Rereading this again (the benefits of insomnia), what moved me most is the heartbreaking line about following the thread of “young love as far as it went,” which subtly suggests the stars you repeatedly invoke prior to that penultimate point and then again in your last, devastating, sentence. The thread should lead us to those stars, the origin of light and life as opposed to “clumps of rock.” The thread should lead us to love at its highest.

But you couldn’t reach those celestial wonders in this case due to circumstance and tragedy: your stars were instead crossed because of youth, and the too soon specter of your first love’s early passing that haunts the essay. (Which also makes the final lines about Kant and Freud so powerfully intelligent.)

Sorry for my half-assed old academic’s rambling btw, but I too suffered a loss early in life and your essay spoke to me: such a beautiful tribute and elegy, Ella.

It echoes, for me, Gilbert’s “Flying And Failure” about a love that has run its course and yet... Yours is like the too early elegiac counterpart to his elegiac, yet ecstatic, meditation on the too late…and yet!:

Everyone forgets that Icarus also flew.

It’s the same when love comes to an end,

or the marriage fails and people say

they knew it was a mistake, that everybody

said it would never work.

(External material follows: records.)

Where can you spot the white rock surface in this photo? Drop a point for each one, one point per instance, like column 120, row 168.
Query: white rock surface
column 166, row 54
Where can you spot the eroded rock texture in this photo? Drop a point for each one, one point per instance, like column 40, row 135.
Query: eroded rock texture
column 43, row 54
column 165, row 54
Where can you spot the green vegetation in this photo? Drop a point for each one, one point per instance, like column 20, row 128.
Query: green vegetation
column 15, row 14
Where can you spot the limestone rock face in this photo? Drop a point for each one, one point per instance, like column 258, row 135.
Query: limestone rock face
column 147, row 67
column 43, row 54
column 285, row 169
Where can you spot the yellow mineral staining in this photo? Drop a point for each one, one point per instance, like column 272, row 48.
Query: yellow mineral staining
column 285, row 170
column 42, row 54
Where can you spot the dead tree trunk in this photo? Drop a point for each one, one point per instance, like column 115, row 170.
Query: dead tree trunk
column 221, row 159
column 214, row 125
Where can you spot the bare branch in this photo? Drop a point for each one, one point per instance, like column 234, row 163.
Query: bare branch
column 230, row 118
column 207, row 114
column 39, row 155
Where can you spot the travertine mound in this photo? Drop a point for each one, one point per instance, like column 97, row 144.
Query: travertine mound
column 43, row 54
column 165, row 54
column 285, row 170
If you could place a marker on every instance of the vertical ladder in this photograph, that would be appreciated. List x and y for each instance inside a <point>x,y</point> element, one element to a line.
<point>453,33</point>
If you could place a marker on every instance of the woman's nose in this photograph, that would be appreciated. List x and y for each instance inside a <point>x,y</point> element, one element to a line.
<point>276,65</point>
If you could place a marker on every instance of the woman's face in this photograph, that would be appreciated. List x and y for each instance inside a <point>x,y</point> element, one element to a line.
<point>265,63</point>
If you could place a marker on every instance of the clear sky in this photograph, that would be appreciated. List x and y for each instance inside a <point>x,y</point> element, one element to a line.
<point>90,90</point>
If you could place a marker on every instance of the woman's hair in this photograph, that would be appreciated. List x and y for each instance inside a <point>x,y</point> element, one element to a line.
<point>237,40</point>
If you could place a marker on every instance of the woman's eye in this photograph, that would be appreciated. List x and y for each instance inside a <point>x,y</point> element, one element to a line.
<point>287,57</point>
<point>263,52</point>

That she was

old enough to know better. But anything

worth doing is worth doing badly.

Like being there by that summer ocean

on the other side of the island while

love was fading out of her, the stars

burning so extravagantly those nights that

anyone could tell you they would never last.

Every morning she was asleep in my bed

like a visitation…

Gonna post on this and post the poem. Your work always both moves me and makes me think. Thank you, Ella, and keep going!